Both teen marriage and pregnancy also have to be situated in a wider context of widespread child sexual abuse, mainly by adult men.  This month, the Children’s authority publicized that 1000 cases of sexual abuse were reported to the Authority in the period May 18, 2015 to February 17, 2016. Of that, 142 children were in sexual relationships with adult men, with 61 of them becoming pregnant or having had a child. If those children were married to those adult men, would that make their situation more morally acceptable? To whom?

We’ve dealt with girls’ greater vulnerability to early sexual initiation by denial of the importance of sexual education through our school system. How else to protect our nation’s girls but with information about their bodies, health, safety, rights, options and sources of services and support? Learning how to make and live those decisions best for your future as a growing girl is a better solution to teen pregnancy than marriage.

The second approach that we have taken is shame and blame. The marriage solution makes sense in this context, for it seeks to restore respectability to a girl child, restoring respectability to the family. But, here, obeying the tyranny of respectability may not be doing what is best.

Research on past child brides suggests that girls were compelled into marriages far more than they chose them. Forced by parents who saw them liking a boy and decided a wedding had to take place. Other girls agreed because they were unhappy in their family homes and marriage provided escape. Still others were just doing what was expected, without understanding all the implications. Minors ending up in relationships with adult men had far less bargaining capacity to decide the fate of their lives, and had higher risk of violence.

Over the past six decades, girls themselves have decided against marrying as minors. This can be seen in the vast increase in the age of marriage over this period, once the decision was increasingly in empowered girls’ hands.

This also means that the actual numbers of child marriages are low. However, this is not a numbers issue. It is an issue of having a single, consistent legal position about the age of consent, what constitutes rape of a minor, and what the right approach to different aspects of girls’ sexual vulnerability should be.

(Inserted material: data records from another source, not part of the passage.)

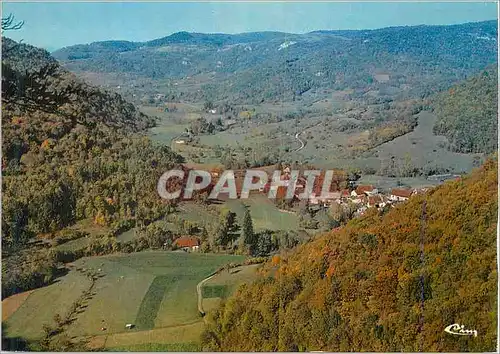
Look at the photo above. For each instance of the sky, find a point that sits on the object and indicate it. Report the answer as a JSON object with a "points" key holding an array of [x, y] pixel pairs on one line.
{"points": [[53, 25]]}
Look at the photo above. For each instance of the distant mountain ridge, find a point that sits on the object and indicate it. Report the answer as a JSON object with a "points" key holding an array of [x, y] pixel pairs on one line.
{"points": [[264, 66]]}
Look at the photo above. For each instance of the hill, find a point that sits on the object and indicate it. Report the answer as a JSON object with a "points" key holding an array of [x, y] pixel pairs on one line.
{"points": [[266, 66], [386, 282], [70, 151], [468, 113]]}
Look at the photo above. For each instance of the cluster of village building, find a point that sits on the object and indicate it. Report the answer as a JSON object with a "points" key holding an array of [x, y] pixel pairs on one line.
{"points": [[367, 196]]}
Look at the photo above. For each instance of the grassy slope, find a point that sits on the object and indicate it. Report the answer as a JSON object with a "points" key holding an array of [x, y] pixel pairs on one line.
{"points": [[119, 300], [359, 289]]}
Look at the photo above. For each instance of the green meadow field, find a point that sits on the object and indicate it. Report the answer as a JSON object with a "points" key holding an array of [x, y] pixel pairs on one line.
{"points": [[154, 290]]}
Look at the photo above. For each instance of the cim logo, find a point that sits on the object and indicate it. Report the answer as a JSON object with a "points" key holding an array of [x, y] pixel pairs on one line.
{"points": [[460, 330]]}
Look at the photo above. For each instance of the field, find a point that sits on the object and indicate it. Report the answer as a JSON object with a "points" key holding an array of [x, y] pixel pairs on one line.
{"points": [[265, 214], [155, 291]]}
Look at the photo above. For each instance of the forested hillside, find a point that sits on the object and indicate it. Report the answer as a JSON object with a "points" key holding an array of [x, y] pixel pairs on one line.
{"points": [[268, 66], [70, 152], [468, 113], [385, 282]]}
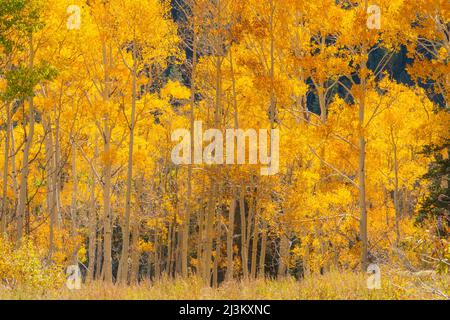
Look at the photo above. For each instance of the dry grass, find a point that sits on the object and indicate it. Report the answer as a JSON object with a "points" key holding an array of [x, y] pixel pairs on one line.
{"points": [[332, 286]]}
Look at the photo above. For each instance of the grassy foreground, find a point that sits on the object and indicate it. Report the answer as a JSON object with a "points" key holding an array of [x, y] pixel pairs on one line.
{"points": [[334, 285]]}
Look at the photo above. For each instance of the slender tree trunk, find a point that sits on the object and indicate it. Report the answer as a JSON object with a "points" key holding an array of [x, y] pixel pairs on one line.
{"points": [[4, 212], [92, 229], [23, 197], [362, 163], [230, 235], [262, 257], [244, 249], [50, 171], [254, 246], [74, 209], [284, 254], [126, 232], [187, 218]]}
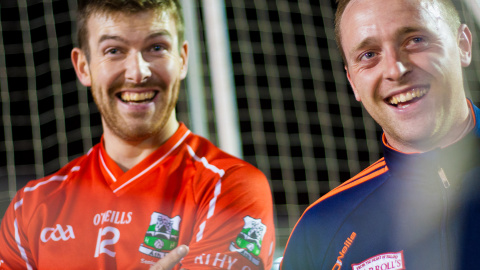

The Hindu Women’s Organisation, and leaders such as Brenda Gopeesingh, have been consistently and fearlessly calling for this change for the last decade. There is also significant public support nationally and internationally. Despite sound and fury, amending the marriage laws is a low-stakes change. The political fall-out from this decision will be minor. And, a necessary message will be sent about girls’ right to be children, leaving we adults, rather than them, with the responsibility to resist their early sexualisation.